En attendant, tandis que m’invitait, puis que m’invectivait la péripatéticienne (quelle métrise dans le style, croyez-vous !) ma fameuse idée s’est précisée. Et vous savez ce que je fais ? Au lieu d’aller voir Madame Loveme au Carlton, ainsi que j’en avais primitivement l’intention, je vire à gauche et reprends la route de Maisons. Ne vous marrez pas. C’est mon Boléro de Ravel à moi…

Il est huit plombes, Estella est déjà levée, à en juger par la rapidité avec laquelle elle répond à mon coup de sonnaga.

Robe de chambre bleu-nuit, carré de soie sur la tête. Elle fronce les sourcils en m’apercevant.

— Vous ! dit-elle, comme dans les pièces de l’Odéon d’avant-guerre.

— Moi, réponds-je, comme dans les mêmes pièces du même Odéon.

Elle délourde.

— Je ne vous dérange pas ?

— Heu… non, mais je suis très pressée car je dois aller chercher Jimmy… Madame Loveme vient de m’appeler au téléphone. Il est réveillé et…

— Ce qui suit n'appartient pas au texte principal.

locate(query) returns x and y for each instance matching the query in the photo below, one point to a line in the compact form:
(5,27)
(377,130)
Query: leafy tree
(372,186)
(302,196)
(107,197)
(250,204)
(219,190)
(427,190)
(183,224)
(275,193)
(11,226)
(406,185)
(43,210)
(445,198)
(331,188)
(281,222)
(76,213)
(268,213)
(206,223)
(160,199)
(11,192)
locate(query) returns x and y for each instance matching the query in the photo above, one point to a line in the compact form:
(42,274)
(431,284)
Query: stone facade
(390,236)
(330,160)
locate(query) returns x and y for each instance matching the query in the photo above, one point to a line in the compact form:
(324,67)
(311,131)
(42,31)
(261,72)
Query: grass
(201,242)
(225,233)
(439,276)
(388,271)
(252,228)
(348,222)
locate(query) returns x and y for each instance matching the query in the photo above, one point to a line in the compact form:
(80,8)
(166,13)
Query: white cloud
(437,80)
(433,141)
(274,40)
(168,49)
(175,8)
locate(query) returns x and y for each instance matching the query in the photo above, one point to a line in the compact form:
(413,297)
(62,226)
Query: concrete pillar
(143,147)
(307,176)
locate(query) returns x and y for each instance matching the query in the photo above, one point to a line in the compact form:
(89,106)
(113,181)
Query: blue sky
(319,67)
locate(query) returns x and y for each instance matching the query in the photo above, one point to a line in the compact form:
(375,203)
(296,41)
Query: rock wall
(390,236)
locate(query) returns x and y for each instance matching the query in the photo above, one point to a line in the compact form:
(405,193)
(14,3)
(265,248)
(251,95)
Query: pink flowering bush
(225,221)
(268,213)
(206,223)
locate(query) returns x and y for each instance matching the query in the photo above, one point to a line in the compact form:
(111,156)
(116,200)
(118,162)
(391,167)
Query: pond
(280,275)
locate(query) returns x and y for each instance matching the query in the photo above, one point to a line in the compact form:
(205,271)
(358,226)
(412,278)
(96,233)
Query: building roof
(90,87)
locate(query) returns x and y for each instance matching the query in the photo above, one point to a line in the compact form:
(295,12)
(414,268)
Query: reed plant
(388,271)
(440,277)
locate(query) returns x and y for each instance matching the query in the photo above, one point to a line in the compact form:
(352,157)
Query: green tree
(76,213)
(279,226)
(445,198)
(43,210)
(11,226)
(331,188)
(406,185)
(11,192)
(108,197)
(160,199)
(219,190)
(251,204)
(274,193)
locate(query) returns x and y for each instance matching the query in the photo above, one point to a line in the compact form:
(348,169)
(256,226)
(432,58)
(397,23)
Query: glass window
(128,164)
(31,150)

Je lui masse la hanche négligemment.

— Le temps me durait de toi, Estella. Tu sais que tu m’as court-circuité !

— Chéri, dit-elle brièvement comme une vieille épouse songeant à autre chose.

Elle ajoute :

— Quelle nuit ! Tu ne devineras jamais ce qui s’est passé !

— C’est grave ?

— La police est venue à quatre heures du matin. Deux flics !

— Non ?

— Si. Ils m’ont raconté je ne sais quelle ridicule histoire de cambriolage qu’ils voulaient prévenir. Un moment, j’ai cru qu’il s’agissait de deux gangsters au contraire… Mais ils avaient l’air tellement idiots que le doute n’était guère permis.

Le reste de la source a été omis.